Il maestro fumava e bofonchiava. Coff coff.
Devi sapere caro ragazzo che non attendevo da molto tempo la tua visita, segno che in te albergano la precisione odiosa e beghina del tuo mentore.
Il senso del tempo sfugge all’insigne maestro. Il naso di Lukas è attratto da un nuovo puzzo mentre il maestro parla. L’insigne maestro pittorico lucra la sua fetida parte di bottino di questa parte monca di mondo dal suo orribile laboratorio di tassidermia.
Ero intento in una mia nuova opera, non che non mi attendessi una visita diretta di sir Nottamburg, perché tu sei suo figlio legittimo, nevvero?
Nessun cenno, nessuna parola da parte sua, il signore suo padre è stato chiaro, ‘manifesta solo l’essenziale, cifra e scadenza’.
Una grande tela campeggiava la stanza, una tela bianca, il cui bianco immacolato rendeva oltremodo difficoltoso concentrare lo sguardo su di essa.
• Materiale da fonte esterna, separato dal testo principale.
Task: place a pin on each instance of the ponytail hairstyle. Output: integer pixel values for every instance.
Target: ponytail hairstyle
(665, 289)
Ti piace, vero, si intitola Clean, è quasi finita, devo solo decidere in quale punto del quadro inserire il contrappunto. Vedi, la lettura di un’opera d’arte è rivolta all’interno di se stessa e all’esterno di se stessa, mi capisci.
Il vecchio maestro alitò il suo fiato corrotto sul viso di Lukas che si tenne lontano e guardingo, le spalle curve sotto il peso del grigiore quotidiano.
Il senso della sua opera, intendo, deve proiettarsi da e verso se stessa, comprendi, nevvero.
Novantamila corone, fece Lukas mentre i suoi occhi venivano inghiottiti dal biancore irreale.
Il maestro tese le sue orecchie pelose.
Non dirai sul serio, vero garcon ?
Novanta, ripeté Lukas distogliendo lo sguardo dal nitore abbagliante.
Il maestro diede oscene boccate di fumo dal suo sigaro. Fece una superficiale lettura dei suoi averi deposti in quella casa e trasse un sospiro grave.
Lukas conosceva quel sospiro, avendolo già percepito innumerevoli volte nelle medesime circostanze in cui si trovava in quel momento.